È una delle tracce più angosciate del disco. Non una deviazione casuale, ma una parte necessaria di quel modo incerto di stare al mondo.

“Il disco parla di questo mondo pazzo in cui io non so stare. Spesso dico: vabbè, sti cazzi e stiamoci. Però c’è anche la parte di angoscia legata al fatto che il mondo non è un posto ospitale”.

SI PUÒ FARE, MA SENZA RETORICA SULLA RESILIENZA

Il titolo Si può fare potrebbe sembrare una frase motivazionale.

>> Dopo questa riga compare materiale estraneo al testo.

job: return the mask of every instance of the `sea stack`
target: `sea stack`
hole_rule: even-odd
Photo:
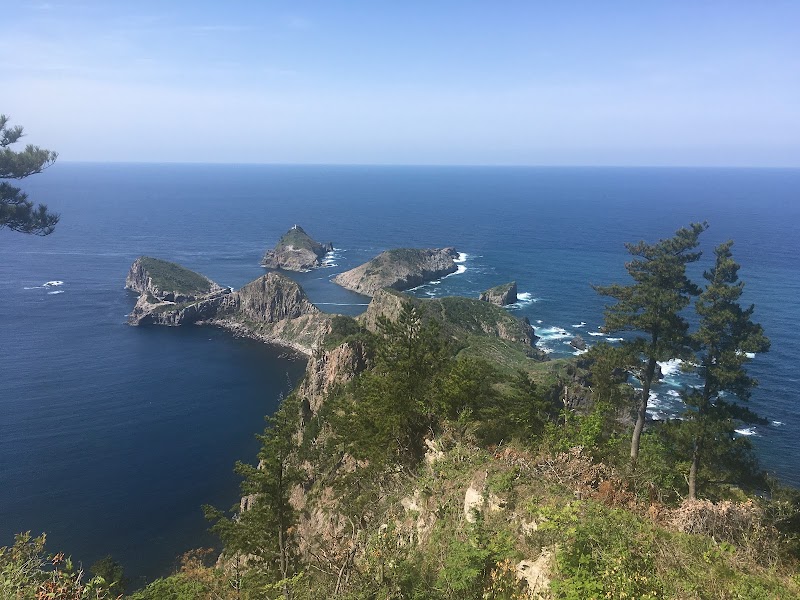
[[[261,259],[261,266],[284,271],[308,271],[322,266],[322,258],[333,251],[333,243],[320,244],[302,227],[294,225]]]
[[[455,273],[456,259],[455,248],[397,248],[340,273],[333,282],[365,296],[383,288],[402,291]]]
[[[480,299],[484,302],[496,304],[497,306],[514,304],[517,301],[517,282],[512,281],[489,288],[481,294]]]

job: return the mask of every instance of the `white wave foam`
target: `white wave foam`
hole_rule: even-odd
[[[455,261],[454,261],[454,262],[455,262]],[[461,274],[462,274],[462,273],[464,273],[466,270],[467,270],[467,267],[465,267],[464,265],[458,265],[458,266],[456,267],[456,270],[455,270],[455,271],[453,271],[452,273],[449,273],[449,274],[445,275],[444,277],[442,277],[442,279],[445,279],[445,278],[447,278],[447,277],[452,277],[453,275],[461,275]],[[433,282],[431,281],[431,283],[433,283]],[[437,282],[437,283],[440,283],[440,282]]]
[[[677,375],[681,372],[681,364],[683,361],[680,358],[673,358],[664,362],[659,362],[658,366],[661,367],[661,374],[664,378],[671,375]]]
[[[314,304],[320,306],[326,304],[328,306],[369,306],[368,302],[361,303],[361,302],[314,302]]]
[[[517,301],[513,304],[509,304],[508,308],[521,308],[523,306],[528,306],[534,302],[538,302],[539,298],[534,298],[533,294],[530,292],[522,292],[517,294]],[[536,321],[537,323],[541,323],[541,321]]]
[[[555,340],[569,335],[569,332],[562,327],[542,327],[536,330],[539,339]]]

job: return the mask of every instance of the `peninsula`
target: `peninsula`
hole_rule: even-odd
[[[455,273],[456,259],[455,248],[397,248],[340,273],[333,282],[365,296],[383,288],[403,291]]]
[[[216,325],[304,355],[330,329],[331,316],[280,273],[267,273],[234,291],[175,263],[141,257],[131,265],[125,287],[139,292],[130,325]]]
[[[283,234],[272,250],[261,259],[261,266],[284,271],[308,271],[322,266],[322,259],[333,252],[333,243],[320,244],[299,225]]]

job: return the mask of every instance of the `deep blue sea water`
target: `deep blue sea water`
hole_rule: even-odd
[[[46,238],[0,231],[0,545],[47,531],[51,549],[111,553],[138,581],[213,543],[200,506],[236,502],[233,463],[255,459],[304,365],[210,328],[128,327],[125,275],[148,254],[239,287],[294,223],[337,249],[335,266],[296,275],[320,308],[363,310],[329,279],[384,249],[452,245],[463,272],[414,293],[515,279],[511,310],[558,356],[575,333],[602,339],[590,284],[628,281],[625,242],[707,220],[700,268],[733,238],[772,339],[751,363],[770,424],[746,433],[800,485],[800,170],[58,163],[23,186],[62,220]],[[656,416],[679,410],[667,371]]]

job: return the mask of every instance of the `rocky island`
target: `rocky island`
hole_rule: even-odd
[[[130,325],[216,325],[310,355],[330,328],[330,315],[280,273],[267,273],[234,291],[168,261],[134,261],[126,287],[139,292]]]
[[[365,296],[374,296],[383,288],[402,291],[455,273],[456,259],[455,248],[397,248],[340,273],[333,282]]]
[[[295,225],[283,234],[272,250],[261,259],[261,266],[284,271],[308,271],[322,266],[322,259],[333,252],[333,244],[320,244],[302,227]]]
[[[490,302],[497,306],[508,306],[517,301],[517,282],[504,283],[503,285],[496,285],[481,293],[481,300]]]

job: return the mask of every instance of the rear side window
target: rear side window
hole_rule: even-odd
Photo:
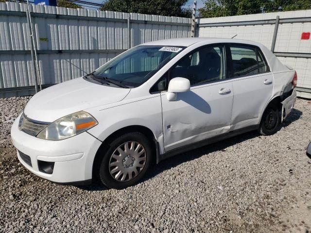
[[[256,48],[230,46],[233,77],[254,75],[269,71],[267,63]]]

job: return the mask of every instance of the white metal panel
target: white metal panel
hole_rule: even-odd
[[[276,12],[245,16],[237,16],[217,18],[201,18],[198,23],[227,23],[253,20],[311,17],[311,10]],[[198,37],[229,38],[237,35],[236,39],[248,39],[257,41],[271,48],[275,24],[247,25],[200,27],[197,30]],[[311,53],[311,39],[301,40],[303,32],[311,32],[311,22],[281,23],[279,24],[275,48],[275,52]],[[281,61],[293,67],[298,74],[297,86],[311,88],[311,58],[280,57]],[[298,96],[311,98],[311,94],[297,93]]]

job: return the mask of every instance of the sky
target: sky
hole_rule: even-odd
[[[88,0],[86,0],[86,1],[88,1]],[[103,3],[103,2],[104,1],[104,0],[88,0],[90,2],[95,2],[96,3]],[[204,3],[203,3],[203,0],[197,0],[197,4],[196,4],[196,9],[198,9],[199,8],[201,8],[201,7],[202,7],[204,5]],[[187,2],[187,3],[186,3],[185,6],[186,7],[190,7],[191,8],[192,8],[192,6],[193,5],[193,0],[188,0],[188,1]],[[93,9],[93,8],[89,8],[89,7],[87,7],[86,6],[84,7],[85,8],[86,8],[86,9]]]
[[[193,5],[193,0],[190,0],[186,3],[186,6],[190,6],[191,8]],[[196,9],[201,8],[203,7],[204,3],[203,0],[197,0],[196,1]]]

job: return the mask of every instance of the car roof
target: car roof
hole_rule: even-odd
[[[190,46],[193,44],[198,42],[206,42],[207,44],[216,43],[237,43],[239,44],[246,44],[256,45],[262,47],[262,45],[259,43],[251,40],[240,40],[238,39],[231,39],[225,38],[213,37],[189,37],[177,38],[174,39],[167,39],[165,40],[156,40],[142,44],[141,45],[166,45],[175,46]]]

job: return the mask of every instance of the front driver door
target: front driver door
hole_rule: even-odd
[[[232,84],[225,79],[223,45],[201,47],[166,74],[168,80],[181,77],[190,90],[169,101],[161,94],[166,151],[228,132],[232,109]]]

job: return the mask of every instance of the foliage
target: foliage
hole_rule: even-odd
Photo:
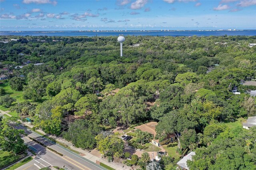
[[[20,91],[23,89],[24,81],[20,77],[14,77],[9,81],[11,88],[13,90]]]
[[[124,148],[124,141],[114,134],[104,137],[102,134],[95,137],[97,149],[104,156],[119,158],[123,155]]]
[[[18,154],[27,149],[24,140],[20,135],[25,135],[24,130],[16,129],[14,127],[19,122],[15,117],[1,119],[0,122],[0,146],[4,151]]]
[[[10,97],[10,95],[5,95],[0,97],[0,105],[6,107],[10,107],[12,103],[14,101],[14,99]]]

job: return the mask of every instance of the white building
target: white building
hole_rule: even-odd
[[[243,128],[246,129],[255,126],[256,126],[256,116],[248,117],[246,123],[243,123]]]

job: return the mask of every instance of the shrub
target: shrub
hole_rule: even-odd
[[[136,165],[139,159],[139,157],[137,155],[132,155],[132,159],[130,160],[126,160],[126,164],[128,166],[131,166],[133,165]],[[130,165],[128,165],[128,164]]]
[[[167,147],[174,147],[178,145],[178,143],[174,142],[174,143],[171,143],[168,145]]]
[[[113,162],[113,158],[112,157],[112,156],[108,156],[108,162]]]
[[[131,156],[131,154],[129,152],[125,152],[124,153],[124,157],[126,158],[130,158]]]

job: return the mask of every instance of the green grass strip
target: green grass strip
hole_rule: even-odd
[[[105,168],[106,169],[108,169],[108,170],[116,170],[114,168],[111,168],[110,166],[108,166],[107,165],[104,164],[102,162],[100,163],[100,165],[102,166],[103,166],[103,167]]]
[[[7,169],[6,169],[6,170],[14,170],[15,169],[16,169],[19,168],[20,166],[21,166],[24,164],[26,164],[30,160],[32,160],[33,158],[31,156],[30,156],[28,158],[26,158],[24,160],[22,160],[21,162],[20,162],[17,164],[14,165],[8,168]]]

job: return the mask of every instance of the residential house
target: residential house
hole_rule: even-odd
[[[7,79],[7,76],[4,74],[0,75],[0,80],[6,80]]]
[[[256,116],[248,117],[246,123],[243,123],[243,128],[246,129],[255,126],[256,126]]]
[[[31,63],[31,61],[30,61],[29,60],[28,60],[26,62],[25,62],[25,64],[28,64]]]
[[[188,160],[192,160],[192,156],[195,154],[196,153],[194,152],[191,152],[184,156],[183,158],[177,163],[179,168],[181,168],[182,170],[189,170],[189,168],[187,165],[187,161]]]
[[[156,139],[156,126],[157,125],[157,122],[150,122],[148,123],[146,123],[135,127],[136,129],[140,129],[143,132],[148,132],[152,134],[154,136],[153,139],[150,140],[150,142],[154,144],[159,146],[161,145],[164,144],[168,142],[172,142],[175,140],[176,136],[174,134],[170,134],[164,139],[164,140],[160,142],[159,139]]]
[[[252,90],[250,92],[250,95],[253,97],[256,97],[256,90]]]
[[[250,47],[252,47],[254,45],[256,45],[256,43],[249,43],[249,46]]]
[[[256,86],[256,81],[244,81],[243,85],[253,85]]]

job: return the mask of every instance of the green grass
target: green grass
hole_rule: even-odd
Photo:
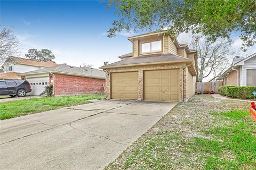
[[[87,100],[105,98],[102,95],[42,97],[0,103],[0,120],[90,103]]]
[[[256,169],[256,126],[250,112],[235,110],[212,114],[217,120],[229,122],[203,131],[218,140],[195,138],[191,141],[190,148],[201,153],[201,158],[205,160],[205,169]]]

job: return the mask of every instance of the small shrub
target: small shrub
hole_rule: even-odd
[[[234,86],[225,85],[218,87],[219,93],[230,97],[242,99],[254,99],[252,92],[256,91],[255,86]]]
[[[50,85],[46,86],[44,87],[44,91],[40,94],[42,95],[46,95],[47,97],[52,97],[52,93],[53,92],[53,86]]]

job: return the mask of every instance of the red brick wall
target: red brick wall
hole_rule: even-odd
[[[55,74],[55,95],[103,94],[103,84],[105,80]]]
[[[226,77],[224,81],[225,85],[237,86],[237,71],[234,70]]]

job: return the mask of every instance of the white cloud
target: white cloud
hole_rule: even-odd
[[[106,36],[107,34],[107,32],[103,32],[102,33],[101,33],[101,35],[102,36]]]
[[[29,21],[27,21],[24,19],[21,19],[21,21],[23,22],[23,23],[27,26],[29,26],[31,24],[31,22]]]
[[[30,46],[33,47],[36,46],[34,42],[33,42],[32,39],[35,37],[35,36],[30,34],[23,34],[23,35],[17,35],[16,37],[19,40],[20,45],[26,46]]]

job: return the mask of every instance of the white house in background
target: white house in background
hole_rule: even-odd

Ma Matteo Alieno ci tiene a chiarire subito che non è così.

“Non mi va di sponsorizzare questa speranza, sinceramente, perché ha un po’ a che fare con la resilienza. In Italia molta classe dirigente si approfitta dei giovani che dicono si può fare”.

La canzone nasce invece da un momento molto concreto: pochi soldi, sconforto, la sensazione di non sapere come andare avanti.

“Era un momento in cui avevo toccato il fondo. Dicevo: che faccio? Mi arrendo? Ma se mi arrendo che succede?”.

La risposta, più che un invito a resistere a tutti i costi, diventa quasi il contrario.

“A volte uno si deve accorgere quando deve mollare. Non significa perdere per sempre, significa mollare quella volta lì. Io lì ho mollato scrivendo la canzone”.

NESSUNO SA STARE AL MONDO E QUELLA FRASE SUI GENITORI

In Nessuno sa stare al mondo c’è una delle frasi più spiazzanti del disco: “genitori, per favore, quella sera non fate l’amore”.

Fa ridere, ma solo per un secondo. Subito dopo arriva tutto il peso della frase.

“Quella sera è tutto il significato. Io torno indietro nel tempo e dico ai miei genitori: non mi concepite quella sera lì”.

Non è una provocazione generica sull’estinzione della razza umana. È un’immagine personale, quasi impossibile: un figlio che chiede ai genitori di fermarsi prima che tutto cominci.

“Mi emozionava immaginare i miei genitori che fanno l’amore e dire: non lo fate, non mi mettete al mondo. È una frase che fa ridere, ma è di una tristezza infinita”.

La frase nasce durante una scrittura con Fulminacci. Lui dice: “Professore, per favore, annullate la mia promozione”. Matteo Alieno risponde andando ancora più indietro.

“A quel punto siamo tornati proprio all’origine. Non concepiteci, ragazzi”.